Note that the instructions above will build BigDL with Spark 1.5.x or 1.6.x (using Scala 2.10) for Linux, and skip the build of native library code. Similarly, you may customize the default behaviors by passing the following parameters to maven:
-P spark_2.x
: build for Spark 2.0 and above (using Scala 2.11). (Again, it is highly recommended to use Java 8 when running with Spark 2.0; otherwise you may observe very poor performance.)-P full-build
: full build-P scala_2.10
(or-P scala_2.11
): build using Scala 2.10 (or Scala 2.11)
Build with JDK 11
It's recommended to download Oracle JDK 11. And it will avoid possible incompatibility with maven plugins. Update PATH and make sure your JAVA_HOME environment variable is set to Java 11 if you're running from the command line. Or if you're running from an IDE, you need to make sure it is set to run maven with your current JDK.
Jdk 11 supports few Scala versions. You can see scala version compatibility description.

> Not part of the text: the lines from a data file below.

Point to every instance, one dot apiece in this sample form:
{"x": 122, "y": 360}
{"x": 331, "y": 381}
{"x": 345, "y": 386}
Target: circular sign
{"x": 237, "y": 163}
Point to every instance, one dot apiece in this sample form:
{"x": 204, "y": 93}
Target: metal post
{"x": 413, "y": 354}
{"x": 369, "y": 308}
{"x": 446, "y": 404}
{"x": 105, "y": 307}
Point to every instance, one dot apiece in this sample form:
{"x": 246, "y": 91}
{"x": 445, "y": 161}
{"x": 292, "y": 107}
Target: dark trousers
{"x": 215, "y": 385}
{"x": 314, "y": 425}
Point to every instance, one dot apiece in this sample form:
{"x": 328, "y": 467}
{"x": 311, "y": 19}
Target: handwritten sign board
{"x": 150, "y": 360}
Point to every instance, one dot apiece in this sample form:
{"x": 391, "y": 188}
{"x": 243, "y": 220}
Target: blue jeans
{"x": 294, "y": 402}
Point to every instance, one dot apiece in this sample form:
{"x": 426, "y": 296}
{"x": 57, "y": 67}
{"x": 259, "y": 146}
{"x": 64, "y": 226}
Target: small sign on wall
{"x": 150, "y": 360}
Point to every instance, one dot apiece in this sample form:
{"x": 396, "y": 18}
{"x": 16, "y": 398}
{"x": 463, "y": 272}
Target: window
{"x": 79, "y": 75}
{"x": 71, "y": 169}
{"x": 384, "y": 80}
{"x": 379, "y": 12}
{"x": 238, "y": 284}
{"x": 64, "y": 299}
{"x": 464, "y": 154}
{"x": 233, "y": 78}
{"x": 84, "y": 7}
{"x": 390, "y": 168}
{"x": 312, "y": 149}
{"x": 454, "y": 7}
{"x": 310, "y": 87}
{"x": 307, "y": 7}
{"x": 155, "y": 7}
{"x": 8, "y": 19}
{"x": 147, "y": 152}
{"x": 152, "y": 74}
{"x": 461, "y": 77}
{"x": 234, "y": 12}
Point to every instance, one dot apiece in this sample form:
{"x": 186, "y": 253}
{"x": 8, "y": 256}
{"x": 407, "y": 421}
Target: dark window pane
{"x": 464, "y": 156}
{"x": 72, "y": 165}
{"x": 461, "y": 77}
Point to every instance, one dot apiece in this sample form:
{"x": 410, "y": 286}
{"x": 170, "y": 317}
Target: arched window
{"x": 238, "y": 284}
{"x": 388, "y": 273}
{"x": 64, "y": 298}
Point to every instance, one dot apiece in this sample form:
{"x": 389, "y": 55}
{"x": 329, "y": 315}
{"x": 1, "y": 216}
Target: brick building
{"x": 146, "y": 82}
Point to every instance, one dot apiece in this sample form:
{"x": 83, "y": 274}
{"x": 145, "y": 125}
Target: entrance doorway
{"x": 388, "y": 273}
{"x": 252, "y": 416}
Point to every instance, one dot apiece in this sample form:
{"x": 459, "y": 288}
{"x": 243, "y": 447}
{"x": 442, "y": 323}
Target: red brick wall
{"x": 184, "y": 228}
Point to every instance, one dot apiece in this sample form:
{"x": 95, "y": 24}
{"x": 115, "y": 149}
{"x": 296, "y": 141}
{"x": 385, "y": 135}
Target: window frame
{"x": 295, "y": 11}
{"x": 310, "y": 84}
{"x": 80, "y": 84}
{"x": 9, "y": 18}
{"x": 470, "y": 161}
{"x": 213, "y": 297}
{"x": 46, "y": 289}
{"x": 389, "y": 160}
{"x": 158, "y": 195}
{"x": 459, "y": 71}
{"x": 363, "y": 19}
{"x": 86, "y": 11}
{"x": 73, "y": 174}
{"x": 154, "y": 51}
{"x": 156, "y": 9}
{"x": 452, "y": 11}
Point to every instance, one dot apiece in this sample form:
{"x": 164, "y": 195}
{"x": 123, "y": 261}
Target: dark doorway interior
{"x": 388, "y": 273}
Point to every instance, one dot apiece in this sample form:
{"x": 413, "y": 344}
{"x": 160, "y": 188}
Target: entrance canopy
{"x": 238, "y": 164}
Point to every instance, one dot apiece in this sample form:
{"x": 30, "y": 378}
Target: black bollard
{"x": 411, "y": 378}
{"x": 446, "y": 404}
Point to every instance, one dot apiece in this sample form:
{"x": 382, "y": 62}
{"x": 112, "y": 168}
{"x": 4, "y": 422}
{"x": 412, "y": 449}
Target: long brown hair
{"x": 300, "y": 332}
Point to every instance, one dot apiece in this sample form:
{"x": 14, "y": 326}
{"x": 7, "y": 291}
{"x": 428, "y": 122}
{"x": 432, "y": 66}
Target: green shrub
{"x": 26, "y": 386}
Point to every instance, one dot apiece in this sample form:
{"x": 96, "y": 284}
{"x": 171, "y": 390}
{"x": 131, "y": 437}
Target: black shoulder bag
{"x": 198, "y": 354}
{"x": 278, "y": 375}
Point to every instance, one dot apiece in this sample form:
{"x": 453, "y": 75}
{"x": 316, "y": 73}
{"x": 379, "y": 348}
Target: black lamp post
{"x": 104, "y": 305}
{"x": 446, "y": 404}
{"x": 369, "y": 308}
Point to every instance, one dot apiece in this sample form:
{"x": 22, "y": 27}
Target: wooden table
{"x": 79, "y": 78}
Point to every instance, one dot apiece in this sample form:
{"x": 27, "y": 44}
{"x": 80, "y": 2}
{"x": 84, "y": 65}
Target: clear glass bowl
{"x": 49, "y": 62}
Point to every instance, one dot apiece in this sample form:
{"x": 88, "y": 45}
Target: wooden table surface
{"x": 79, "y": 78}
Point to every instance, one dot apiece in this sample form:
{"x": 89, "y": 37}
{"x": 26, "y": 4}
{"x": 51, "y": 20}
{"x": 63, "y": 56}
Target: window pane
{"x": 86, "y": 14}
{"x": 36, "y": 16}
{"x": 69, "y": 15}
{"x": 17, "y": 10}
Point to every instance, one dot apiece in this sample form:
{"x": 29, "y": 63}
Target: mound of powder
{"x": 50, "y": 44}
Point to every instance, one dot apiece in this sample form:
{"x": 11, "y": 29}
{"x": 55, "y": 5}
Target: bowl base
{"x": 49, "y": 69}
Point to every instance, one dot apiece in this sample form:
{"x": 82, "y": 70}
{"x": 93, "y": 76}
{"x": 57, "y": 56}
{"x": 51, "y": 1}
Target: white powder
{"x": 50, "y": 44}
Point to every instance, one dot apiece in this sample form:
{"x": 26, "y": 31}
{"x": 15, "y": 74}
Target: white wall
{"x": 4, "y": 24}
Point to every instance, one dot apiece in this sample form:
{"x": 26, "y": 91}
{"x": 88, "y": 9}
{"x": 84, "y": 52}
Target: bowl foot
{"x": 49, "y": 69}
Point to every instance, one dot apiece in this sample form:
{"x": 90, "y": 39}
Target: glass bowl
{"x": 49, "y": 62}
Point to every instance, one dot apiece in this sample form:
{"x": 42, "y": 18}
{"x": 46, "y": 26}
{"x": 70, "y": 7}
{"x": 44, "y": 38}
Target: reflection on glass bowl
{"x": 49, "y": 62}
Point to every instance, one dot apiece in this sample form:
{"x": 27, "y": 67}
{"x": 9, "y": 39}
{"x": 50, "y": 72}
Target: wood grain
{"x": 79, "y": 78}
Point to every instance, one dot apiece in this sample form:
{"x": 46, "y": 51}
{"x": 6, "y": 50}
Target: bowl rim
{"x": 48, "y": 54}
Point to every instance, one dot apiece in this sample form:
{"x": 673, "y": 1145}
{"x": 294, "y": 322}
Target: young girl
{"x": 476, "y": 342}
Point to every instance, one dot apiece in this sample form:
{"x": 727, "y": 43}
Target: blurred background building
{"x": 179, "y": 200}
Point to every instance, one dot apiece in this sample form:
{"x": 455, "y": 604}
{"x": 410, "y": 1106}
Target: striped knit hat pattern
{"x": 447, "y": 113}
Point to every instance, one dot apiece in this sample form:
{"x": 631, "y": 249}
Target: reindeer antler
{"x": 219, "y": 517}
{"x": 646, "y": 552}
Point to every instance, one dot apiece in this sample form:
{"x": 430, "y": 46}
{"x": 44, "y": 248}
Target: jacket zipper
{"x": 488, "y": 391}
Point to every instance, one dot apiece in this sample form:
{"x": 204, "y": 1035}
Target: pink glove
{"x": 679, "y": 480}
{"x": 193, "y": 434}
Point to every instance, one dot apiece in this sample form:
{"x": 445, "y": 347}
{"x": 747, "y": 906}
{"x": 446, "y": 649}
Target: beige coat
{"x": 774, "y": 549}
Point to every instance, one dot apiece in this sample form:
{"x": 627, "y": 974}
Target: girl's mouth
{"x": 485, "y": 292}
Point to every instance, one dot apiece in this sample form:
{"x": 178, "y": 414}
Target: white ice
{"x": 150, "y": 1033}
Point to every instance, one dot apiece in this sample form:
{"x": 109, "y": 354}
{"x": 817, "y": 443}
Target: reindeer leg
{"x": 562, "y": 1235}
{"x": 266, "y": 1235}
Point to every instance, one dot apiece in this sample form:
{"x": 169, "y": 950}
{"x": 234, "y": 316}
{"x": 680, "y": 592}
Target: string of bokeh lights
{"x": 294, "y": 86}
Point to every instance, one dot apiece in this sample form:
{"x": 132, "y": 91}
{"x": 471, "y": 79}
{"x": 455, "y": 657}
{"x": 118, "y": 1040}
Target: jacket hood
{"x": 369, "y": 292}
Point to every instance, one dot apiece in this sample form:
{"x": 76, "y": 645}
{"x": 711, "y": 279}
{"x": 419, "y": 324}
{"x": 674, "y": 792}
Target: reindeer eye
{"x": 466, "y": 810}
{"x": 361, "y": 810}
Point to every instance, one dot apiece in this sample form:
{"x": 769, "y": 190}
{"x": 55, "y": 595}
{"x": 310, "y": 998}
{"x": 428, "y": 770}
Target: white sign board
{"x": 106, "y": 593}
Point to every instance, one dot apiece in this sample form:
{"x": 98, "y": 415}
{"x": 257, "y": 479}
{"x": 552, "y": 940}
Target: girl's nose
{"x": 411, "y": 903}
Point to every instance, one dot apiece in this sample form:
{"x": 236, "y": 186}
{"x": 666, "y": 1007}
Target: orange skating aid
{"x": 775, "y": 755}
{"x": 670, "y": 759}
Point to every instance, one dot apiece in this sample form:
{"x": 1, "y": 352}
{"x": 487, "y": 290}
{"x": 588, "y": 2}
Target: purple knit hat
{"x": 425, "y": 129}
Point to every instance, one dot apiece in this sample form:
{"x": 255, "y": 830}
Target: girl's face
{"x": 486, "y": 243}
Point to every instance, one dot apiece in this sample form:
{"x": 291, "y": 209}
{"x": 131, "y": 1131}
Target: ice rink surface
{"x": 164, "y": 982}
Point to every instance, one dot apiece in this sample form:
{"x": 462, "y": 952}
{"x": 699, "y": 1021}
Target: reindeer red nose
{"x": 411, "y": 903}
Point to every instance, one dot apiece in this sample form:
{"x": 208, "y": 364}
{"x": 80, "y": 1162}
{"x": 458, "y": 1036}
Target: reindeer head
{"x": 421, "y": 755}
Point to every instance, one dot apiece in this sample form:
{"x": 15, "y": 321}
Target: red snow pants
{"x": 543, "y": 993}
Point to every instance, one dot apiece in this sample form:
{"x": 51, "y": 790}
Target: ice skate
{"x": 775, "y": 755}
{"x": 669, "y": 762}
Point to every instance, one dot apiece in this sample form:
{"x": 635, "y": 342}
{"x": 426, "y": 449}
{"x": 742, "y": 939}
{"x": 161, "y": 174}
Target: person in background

And Spark 3 runs on Java8/11. BigDL supports Spark3 with Scala 2.12. You can use -P spark_3.x
to specify Spark3 and scala 2.12. Additionally, make-dist.sh
default uses Java 8. To compile with java 11, it requires to specify building opts -Djava.version=11 -Djavac.version=11
. You can build with make-dist.sh
or Maven with following command.
Build with make-dist.sh
:
$ bash make-dist.sh -P spark_3.x -Djava.version=11 -Djavac.version=11
Or build with Maven:
$ mvn clean package -DskipTests -P spark_3.x -Djava.version=11 -Djavac.version=11
Setup IDE
We set the scope of spark related library to provided
in pom.xml. The reason is that we don't want package spark related jars which will make bigdl a huge jar, and generally as bigdl is invoked by spark-submit, these dependencies will be provided by spark at run-time.
This will cause a problem in IDE. When you run applications, it will throw NoClassDefFoundError
because the library scope is provided
.
You can easily change the scopes by the all-in-one
profile.
- In Intellij, go to View -> Tools Windows -> Maven Projects. Then in the Maven Projects panel, Profiles -> click "all-in-one".